AI Is Brilliant for Recruitment. But GDPR Still Applies.
If you are a UK recruiter using AI tools like ChatGPT, Claude, or any of the AI-powered sourcing platforms, you need to understand where the data protection lines are. Not because GDPR should scare you away from using AI. It should not. But because getting it wrong can mean fines, reputational damage, and losing the trust of candidates and clients.
The good news is that staying compliant is not complicated. It requires awareness, a few practical habits, and some common sense. This guide covers what you actually need to know, without the legal jargon that makes most GDPR guides unreadable.
Quick Refresher: What GDPR Means for Recruiters
The UK GDPR (retained from EU law after Brexit, enforced by the ICO) governs how you collect, store, process, and share personal data. For recruiters, personal data includes names, email addresses, phone numbers, CVs, interview notes, salary information, and anything else that identifies an individual.
As a recruiter, you are a data controller (or processor, depending on your relationship with clients). You have legal obligations around how you handle candidate data.
The key principles that matter most for AI use are:
- Lawful basis. You need a legal reason to process someone's data. For recruitment, this is usually "legitimate interest" or "consent."
- Purpose limitation. You can only use data for the purpose it was collected. If a candidate gave you their CV for Job A, you cannot feed it into an AI tool for an unrelated purpose without telling them.
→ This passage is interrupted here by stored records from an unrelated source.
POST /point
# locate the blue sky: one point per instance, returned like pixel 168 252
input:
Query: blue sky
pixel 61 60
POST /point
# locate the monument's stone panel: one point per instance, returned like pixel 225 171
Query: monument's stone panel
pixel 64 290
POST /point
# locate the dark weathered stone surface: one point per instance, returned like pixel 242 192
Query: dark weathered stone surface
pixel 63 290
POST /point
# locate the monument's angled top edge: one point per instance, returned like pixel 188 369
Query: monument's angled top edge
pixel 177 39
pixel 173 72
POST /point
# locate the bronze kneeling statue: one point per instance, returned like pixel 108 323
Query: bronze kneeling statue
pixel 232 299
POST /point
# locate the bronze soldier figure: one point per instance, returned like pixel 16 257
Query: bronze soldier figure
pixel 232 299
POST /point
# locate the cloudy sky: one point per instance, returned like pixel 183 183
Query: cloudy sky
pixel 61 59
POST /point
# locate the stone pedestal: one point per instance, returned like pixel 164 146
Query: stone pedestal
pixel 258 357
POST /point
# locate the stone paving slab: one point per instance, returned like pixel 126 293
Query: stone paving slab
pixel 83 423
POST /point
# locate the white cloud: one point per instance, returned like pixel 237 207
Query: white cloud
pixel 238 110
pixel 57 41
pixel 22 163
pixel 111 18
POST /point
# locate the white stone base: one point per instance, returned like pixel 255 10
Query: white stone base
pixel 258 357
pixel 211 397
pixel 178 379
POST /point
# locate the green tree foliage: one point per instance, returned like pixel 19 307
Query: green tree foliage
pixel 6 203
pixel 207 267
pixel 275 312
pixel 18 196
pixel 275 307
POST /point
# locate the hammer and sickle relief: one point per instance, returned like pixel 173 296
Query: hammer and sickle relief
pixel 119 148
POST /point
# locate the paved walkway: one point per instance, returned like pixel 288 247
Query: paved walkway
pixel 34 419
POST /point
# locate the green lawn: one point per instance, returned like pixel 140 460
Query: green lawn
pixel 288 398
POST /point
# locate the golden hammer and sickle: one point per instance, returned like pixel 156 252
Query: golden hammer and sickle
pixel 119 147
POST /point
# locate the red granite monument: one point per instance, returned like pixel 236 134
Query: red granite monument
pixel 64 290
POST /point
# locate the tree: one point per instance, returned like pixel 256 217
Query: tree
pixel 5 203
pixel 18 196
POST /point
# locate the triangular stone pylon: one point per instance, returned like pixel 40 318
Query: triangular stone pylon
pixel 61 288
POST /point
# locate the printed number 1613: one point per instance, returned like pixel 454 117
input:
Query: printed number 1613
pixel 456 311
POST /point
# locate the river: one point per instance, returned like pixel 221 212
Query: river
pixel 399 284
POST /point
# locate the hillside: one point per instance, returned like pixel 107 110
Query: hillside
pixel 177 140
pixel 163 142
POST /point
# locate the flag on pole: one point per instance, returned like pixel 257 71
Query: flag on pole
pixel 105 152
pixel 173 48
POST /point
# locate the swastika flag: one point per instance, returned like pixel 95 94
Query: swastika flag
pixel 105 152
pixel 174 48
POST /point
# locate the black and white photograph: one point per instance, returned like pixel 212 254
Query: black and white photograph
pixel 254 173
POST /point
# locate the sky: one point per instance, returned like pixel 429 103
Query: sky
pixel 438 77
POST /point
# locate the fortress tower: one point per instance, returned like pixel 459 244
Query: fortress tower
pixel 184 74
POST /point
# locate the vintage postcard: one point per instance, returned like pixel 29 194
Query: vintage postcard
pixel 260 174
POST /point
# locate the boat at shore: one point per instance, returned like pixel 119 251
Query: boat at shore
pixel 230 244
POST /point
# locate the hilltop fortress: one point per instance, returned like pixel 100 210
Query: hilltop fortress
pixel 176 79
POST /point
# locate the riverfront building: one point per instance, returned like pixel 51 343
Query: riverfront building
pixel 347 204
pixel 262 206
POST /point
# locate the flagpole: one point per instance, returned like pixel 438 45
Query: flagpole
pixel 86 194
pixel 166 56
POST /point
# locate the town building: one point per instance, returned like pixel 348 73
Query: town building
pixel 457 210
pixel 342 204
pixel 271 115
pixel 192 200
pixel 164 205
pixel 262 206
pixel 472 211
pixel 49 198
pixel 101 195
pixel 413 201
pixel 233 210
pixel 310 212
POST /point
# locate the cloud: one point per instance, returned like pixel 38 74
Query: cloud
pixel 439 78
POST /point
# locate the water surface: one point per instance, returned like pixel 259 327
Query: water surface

- Data minimisation. Only process the data you actually need. Do not feed entire CVs into AI tools when you only need to assess specific skills.
- Storage limitation. Do not keep data longer than necessary. This applies to data stored in AI tools as well.
- Transparency. Candidates have the right to know how their data is being used, including whether AI is involved in processing it.
The Big Question: Can You Put Candidate Data Into AI Tools?
This is where most recruiters are unsure, so let us be clear.
The short answer: Yes, but with significant caveats.
The longer answer: It depends on which AI tool you are using, what data you are inputting, and whether you have told candidates about it.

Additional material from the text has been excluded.